食材の値上がりが年々続き、食費節約も難しくなっている時代。そういったなかでもやりくりは必要です。高齢者向けの3DK団地でひとり暮らしをしながら、節約生活をモットーにしている美術エッセイストの小笠原洋子さんが、この物価高騰時代において意識していることを教えてもらいました。

食材が高い…節約暮らしが物価高騰に思うこと

「あらぁ、キュウリもトマトも、すごーく高いわねぇ…」と店先で棒立ちになってしまいます。私がよく買っていたひと袋100円ほどの高野豆腐が150円になったとき、「いったいなにを食べればいいんだ!」と心で叫びました。

【写真】小笠原さんの夕食

好物が買えないほどの価格になると、気持ちが萎えます。オリーブオイルの値上がりもこたえました。プルーンはもはや見ないふりするしかありません。それでも卵の値上げは、今はやや落ち着いてきましたね。

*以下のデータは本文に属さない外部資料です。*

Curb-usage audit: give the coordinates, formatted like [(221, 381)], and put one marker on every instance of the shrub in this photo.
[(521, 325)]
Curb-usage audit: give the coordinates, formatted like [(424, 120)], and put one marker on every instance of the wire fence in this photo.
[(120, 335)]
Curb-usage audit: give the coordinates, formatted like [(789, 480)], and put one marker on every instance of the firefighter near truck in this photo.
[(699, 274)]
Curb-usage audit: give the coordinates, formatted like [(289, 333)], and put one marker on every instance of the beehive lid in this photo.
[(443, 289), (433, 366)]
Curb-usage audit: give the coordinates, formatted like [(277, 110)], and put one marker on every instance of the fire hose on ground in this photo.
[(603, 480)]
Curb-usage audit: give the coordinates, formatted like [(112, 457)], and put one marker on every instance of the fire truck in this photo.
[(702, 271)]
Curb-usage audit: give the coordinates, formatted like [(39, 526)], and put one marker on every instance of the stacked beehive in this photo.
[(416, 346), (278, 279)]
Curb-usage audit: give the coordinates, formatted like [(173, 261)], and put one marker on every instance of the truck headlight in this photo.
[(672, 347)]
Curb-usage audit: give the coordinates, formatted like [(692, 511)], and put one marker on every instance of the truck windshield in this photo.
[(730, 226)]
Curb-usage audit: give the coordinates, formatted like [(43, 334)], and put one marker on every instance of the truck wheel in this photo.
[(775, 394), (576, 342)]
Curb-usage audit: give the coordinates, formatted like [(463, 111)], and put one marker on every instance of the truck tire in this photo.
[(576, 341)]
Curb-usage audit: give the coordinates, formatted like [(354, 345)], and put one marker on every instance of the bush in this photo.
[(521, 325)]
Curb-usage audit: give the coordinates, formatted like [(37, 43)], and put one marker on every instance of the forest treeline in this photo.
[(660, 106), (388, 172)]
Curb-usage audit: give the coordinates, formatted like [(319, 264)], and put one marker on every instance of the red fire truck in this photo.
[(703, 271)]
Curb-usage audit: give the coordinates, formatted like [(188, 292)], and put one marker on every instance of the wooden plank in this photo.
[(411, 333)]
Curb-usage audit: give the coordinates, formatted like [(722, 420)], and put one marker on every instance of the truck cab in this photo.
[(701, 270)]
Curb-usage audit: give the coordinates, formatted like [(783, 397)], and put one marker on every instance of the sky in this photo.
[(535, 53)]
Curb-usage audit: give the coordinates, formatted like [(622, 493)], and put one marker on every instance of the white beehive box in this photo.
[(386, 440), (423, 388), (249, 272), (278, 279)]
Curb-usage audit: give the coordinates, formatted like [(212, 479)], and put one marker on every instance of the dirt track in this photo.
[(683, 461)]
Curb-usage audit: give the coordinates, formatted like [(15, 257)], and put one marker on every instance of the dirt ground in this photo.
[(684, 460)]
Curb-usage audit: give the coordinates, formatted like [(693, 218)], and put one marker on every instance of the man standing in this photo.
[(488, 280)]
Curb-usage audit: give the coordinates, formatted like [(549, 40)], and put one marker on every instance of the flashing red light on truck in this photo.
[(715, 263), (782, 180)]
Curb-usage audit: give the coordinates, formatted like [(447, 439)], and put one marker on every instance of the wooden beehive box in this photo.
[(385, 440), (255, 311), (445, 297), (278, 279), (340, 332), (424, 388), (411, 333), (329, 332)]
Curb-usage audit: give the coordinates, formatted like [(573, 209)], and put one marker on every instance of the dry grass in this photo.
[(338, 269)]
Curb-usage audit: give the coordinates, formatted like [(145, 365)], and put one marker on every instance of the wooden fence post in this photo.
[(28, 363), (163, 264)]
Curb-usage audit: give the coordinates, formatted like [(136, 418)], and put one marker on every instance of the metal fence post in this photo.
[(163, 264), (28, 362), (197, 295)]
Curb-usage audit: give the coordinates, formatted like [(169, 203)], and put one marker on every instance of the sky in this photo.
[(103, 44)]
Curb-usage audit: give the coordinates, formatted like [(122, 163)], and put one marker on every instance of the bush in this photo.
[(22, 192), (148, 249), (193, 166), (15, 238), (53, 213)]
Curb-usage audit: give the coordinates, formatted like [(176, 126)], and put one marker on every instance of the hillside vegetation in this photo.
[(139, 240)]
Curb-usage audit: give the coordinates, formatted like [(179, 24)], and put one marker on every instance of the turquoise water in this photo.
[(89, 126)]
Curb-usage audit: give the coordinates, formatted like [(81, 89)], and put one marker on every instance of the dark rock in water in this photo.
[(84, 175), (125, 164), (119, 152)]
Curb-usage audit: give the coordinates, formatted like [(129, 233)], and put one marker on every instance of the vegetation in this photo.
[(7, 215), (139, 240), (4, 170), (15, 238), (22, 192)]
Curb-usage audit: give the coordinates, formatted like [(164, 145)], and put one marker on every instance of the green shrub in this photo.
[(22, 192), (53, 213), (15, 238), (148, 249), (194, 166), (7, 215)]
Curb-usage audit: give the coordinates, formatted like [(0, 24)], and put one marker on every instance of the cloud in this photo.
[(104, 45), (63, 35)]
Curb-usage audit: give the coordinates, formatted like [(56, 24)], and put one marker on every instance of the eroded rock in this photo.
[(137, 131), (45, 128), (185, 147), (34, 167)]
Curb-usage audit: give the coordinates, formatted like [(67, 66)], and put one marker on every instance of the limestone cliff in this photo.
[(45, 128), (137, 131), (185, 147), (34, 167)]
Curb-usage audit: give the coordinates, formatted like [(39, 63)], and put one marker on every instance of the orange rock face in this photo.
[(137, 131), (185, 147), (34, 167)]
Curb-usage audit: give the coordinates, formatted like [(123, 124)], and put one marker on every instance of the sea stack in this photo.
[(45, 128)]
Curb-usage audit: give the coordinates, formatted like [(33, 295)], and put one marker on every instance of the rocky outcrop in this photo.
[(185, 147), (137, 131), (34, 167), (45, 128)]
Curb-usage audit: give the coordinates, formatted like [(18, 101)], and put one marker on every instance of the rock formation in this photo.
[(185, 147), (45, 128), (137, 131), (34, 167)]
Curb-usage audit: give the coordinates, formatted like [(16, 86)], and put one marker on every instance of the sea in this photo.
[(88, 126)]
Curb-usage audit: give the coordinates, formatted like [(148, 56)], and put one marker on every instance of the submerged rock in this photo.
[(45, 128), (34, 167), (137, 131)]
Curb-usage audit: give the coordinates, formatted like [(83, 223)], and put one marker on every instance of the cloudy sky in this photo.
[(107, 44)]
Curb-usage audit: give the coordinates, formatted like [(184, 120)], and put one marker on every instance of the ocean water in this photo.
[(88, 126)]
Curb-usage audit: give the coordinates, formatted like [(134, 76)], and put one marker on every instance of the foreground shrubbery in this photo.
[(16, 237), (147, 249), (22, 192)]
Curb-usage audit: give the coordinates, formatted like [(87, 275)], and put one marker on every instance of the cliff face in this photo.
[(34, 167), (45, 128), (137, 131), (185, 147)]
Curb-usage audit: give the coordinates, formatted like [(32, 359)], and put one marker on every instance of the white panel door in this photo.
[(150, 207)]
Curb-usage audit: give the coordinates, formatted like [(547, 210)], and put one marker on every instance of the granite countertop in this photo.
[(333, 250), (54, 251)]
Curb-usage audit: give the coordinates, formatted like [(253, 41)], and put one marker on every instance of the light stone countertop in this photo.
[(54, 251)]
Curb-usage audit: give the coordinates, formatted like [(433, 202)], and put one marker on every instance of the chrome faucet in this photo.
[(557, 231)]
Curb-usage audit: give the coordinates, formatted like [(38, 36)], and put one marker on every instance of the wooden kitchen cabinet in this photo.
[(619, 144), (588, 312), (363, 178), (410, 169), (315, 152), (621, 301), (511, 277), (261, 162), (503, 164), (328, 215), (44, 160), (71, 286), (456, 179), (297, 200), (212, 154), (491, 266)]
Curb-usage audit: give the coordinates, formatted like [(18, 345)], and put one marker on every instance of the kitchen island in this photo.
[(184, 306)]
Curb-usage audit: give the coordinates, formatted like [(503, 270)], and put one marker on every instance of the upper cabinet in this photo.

スーパーなど売り手側も、世間をにぎわしている価格上昇した商品を、いかに安く抑えるかで販売競争をしているような気がします。それに、ほとんど値段の変わらない商品も、なくはないのです。それが納豆や豆腐。私の住む地域ではヨーグルト価格は上がっても牛乳は上がりませんでした。消費者側も、情報だけに惑わされず、冷静に市場調査する必要があるようです。

ニンジンが、3本ほどの束売りになりになっていますが、一本あたりが安くても、私は買いません。単身者が3本一度に押しつけられると、「今日もニンジン、明日もニンジン」となってしまうからです。保存できたとしても、まだ残っているということが気になってしまいます。また、たくさんあると、複数のレシピを考えながらほかの食材を買いたしたりしてしまいますし、下手したら腐らせることにもなります。これでは節約とは言えません。

買いだめは危険。把握できる量のみ買う節約のルール

このように、買いだめには危険が潜んでいます。安くなっているからとなんとなく多めに買うのは考えものです。じつは知らないうちに食べる量も増えているのです。私は、一週間分を買いに行ったときはしっかり量を把握できる四日分だけ買うことにしています。

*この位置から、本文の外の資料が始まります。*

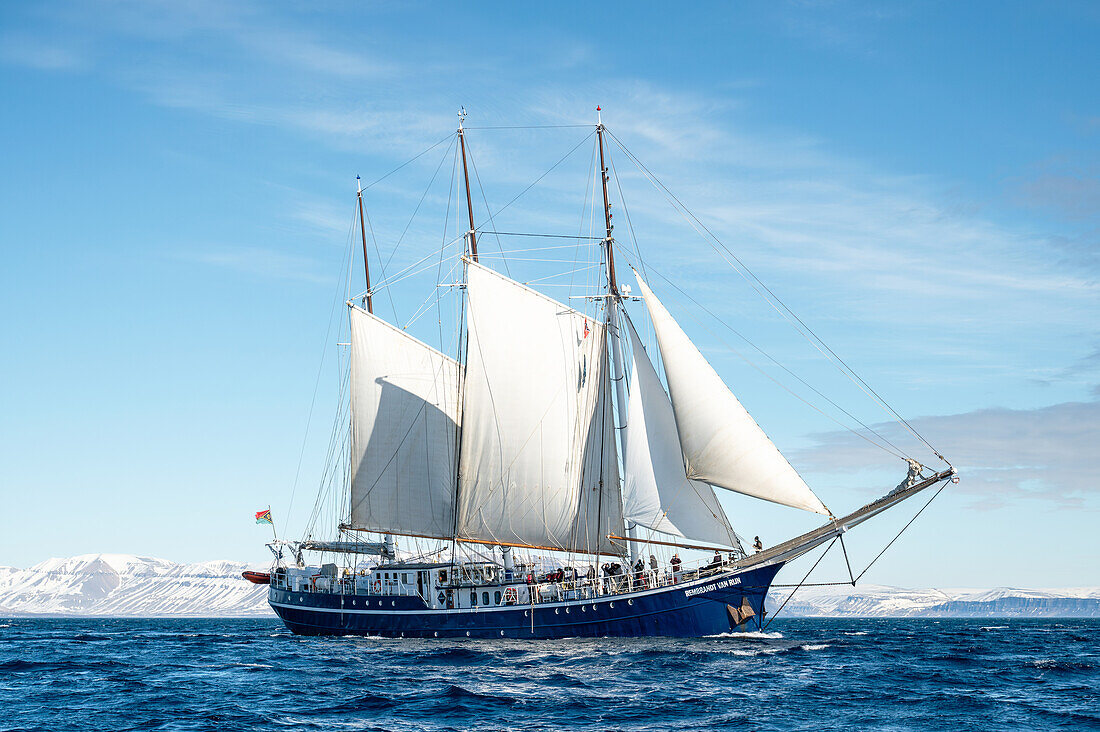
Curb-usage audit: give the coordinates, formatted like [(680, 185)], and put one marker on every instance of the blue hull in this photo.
[(707, 607)]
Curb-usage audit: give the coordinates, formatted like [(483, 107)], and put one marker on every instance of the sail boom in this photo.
[(677, 544)]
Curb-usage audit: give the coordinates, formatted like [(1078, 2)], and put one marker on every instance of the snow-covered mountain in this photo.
[(125, 585), (876, 600)]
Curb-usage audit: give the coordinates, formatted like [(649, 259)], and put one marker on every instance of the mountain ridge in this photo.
[(122, 585)]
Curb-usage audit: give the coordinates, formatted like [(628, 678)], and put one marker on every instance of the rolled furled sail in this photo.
[(404, 407), (656, 491), (538, 465), (722, 444)]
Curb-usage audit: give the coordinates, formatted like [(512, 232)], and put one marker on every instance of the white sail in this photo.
[(404, 403), (656, 492), (537, 465), (722, 444)]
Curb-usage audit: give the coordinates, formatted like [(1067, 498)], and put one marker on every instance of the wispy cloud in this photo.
[(1002, 455), (261, 262), (41, 54)]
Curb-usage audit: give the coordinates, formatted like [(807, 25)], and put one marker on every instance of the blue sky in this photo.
[(921, 183)]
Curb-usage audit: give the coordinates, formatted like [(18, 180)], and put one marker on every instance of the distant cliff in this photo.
[(125, 585), (878, 601)]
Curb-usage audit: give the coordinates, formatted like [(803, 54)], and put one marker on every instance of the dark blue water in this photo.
[(807, 675)]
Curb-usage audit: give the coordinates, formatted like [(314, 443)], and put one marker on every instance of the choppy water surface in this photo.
[(807, 674)]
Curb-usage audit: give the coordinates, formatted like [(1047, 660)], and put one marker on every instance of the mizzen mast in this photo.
[(362, 228), (465, 175)]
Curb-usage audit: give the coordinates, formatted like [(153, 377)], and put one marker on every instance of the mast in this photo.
[(618, 367), (362, 228), (612, 285), (465, 175)]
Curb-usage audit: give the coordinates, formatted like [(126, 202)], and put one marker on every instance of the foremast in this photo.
[(614, 303)]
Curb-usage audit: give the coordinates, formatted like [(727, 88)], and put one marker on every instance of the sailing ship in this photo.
[(546, 466)]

たとえば、二日分を買うときは、一日分に一品だけ加え、それを2日目分の量とします。なぜこうするのかというと、多めに買って余らせることを防ぐためです。

一日目の食材で使ったお肉や野菜類は翌日にも余る場合も多いので、そこに加えて買った一品を加えれば、立派な二日目の料理ができるからです。

このように無駄を生まずに食費をまわすためには、翌日のメニューを決めておくことも大事です。当日になってから冷蔵庫に頭を突っ込み、あれこれ献立を決めようとすると、食べたいものだけになりがちで、さらに栄養面での偏りが起こりやすいからです。それより前日に、栄養を考慮して翌日のメニューを決め、メモしておくと便利です。

私は普段メモ用紙にしているレシートの裏に、メニューを書くことにしています。そして決まった場所にそれを置いておけば、翌朝寝ぼけていてもきちんと朝食が準備できる仕組みです。また昼食も、食材をあれこれ選別せずにそのメモを見れば素早く用意できます。

食事はシンプルにすると、より節約になる

メモ書きを朝食と昼食だけにしているのは、夕飯は書き出す必要のないほどごくシンプルだからです。残り物をひとつずつ豆皿にのせ、おつまみのように鼻歌混じりに食べる夕飯が好きです。食生活のメリハリ化ですね。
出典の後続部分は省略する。